If this sounds like a TV Jeopardy contest between IBM's "Watson" versus human brainiacs, it shouldn't.  In this study, there was no "gold standard" that could be used to gauge whether computers or docs were better at picking the patients at risk.  Instead, the authors merely compared the two populations.

This study was conducted in Germany, using one of the public and private funded "sickness funds'" claims and demographic data that provided insurance to a population of 6026 patients that were being cared for in 10 southwestern primary care practices.  The predictive model was "Case Smart Suite Germany," which selected the top 90th percentile of patients at risk using data from 2007 and 2008,  while the primary care physicians were simply asked to screen "all" of the sickness fund patients from 2009 and "select up to 30" patients that may benefit from a program aimed at helping them stay out of the hospital.
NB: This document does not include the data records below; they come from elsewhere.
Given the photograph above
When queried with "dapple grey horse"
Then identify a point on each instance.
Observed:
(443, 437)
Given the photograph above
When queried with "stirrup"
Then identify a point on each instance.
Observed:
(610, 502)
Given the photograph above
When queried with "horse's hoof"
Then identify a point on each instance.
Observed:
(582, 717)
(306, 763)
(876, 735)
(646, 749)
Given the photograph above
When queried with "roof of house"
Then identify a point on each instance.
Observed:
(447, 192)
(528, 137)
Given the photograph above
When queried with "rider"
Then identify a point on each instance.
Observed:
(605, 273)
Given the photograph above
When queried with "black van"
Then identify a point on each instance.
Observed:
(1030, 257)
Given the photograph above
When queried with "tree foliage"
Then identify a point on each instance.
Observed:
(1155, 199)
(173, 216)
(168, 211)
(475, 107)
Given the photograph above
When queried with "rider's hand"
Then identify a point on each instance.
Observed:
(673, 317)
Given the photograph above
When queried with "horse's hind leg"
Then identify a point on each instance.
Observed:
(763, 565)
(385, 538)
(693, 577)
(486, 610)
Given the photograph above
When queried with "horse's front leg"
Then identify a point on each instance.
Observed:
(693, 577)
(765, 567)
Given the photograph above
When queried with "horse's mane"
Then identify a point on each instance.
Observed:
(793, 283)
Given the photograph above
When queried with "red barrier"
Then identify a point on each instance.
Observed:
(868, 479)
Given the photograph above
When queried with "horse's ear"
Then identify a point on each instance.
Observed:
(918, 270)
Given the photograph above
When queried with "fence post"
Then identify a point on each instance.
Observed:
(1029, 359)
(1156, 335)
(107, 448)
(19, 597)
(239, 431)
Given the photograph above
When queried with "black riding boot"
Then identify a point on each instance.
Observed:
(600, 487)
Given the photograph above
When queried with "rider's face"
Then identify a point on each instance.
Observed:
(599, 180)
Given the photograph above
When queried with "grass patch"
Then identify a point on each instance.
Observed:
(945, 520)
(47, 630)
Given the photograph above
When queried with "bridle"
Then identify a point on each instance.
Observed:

What the DMCB found interesting about this study was that the predictive model identified 301 patients, while the docs identified 203.  Only 32 patients were selected by both.  The PCP patients were generally younger (mean age of 66 years vs. 75 years), had lower rates of prior hospitalizations in 2007 and 2008 (.53 vs. 2.74), had a lower degree of co-morbid illness (a Charlson Index of 2.1 vs. 4.3) and generally lower rates of chronic conditions like diabetes, COPD and depression (mean number of conditions was 3.0 vs. 4.5).  Last but not least, the physicians were better at picking the "care sensitive" patients that had been previously entered into a previously existing disease management.

The main lesson here?  It's not predictive modeling "versus" physician identification, or trying to decide whether to target a care program based on what your IT Department is saying "or" what the docs are saying, it's both.  The physicians, thanks to their "proximity" to their patients are using yet-to-be-identified heuristics to spot patients that predictive modeling may miss.  

While this study is limited by being outside the U.S. (making it less generalizable) and restricted to a relatively small population, the DMCB thinks the implications are intriguing enough to possibly warrant a repeat study here in the States.  In addition, the disease and population care management community can use this approach and eventually compare how each selected population responds on a prospective and outcomes basis.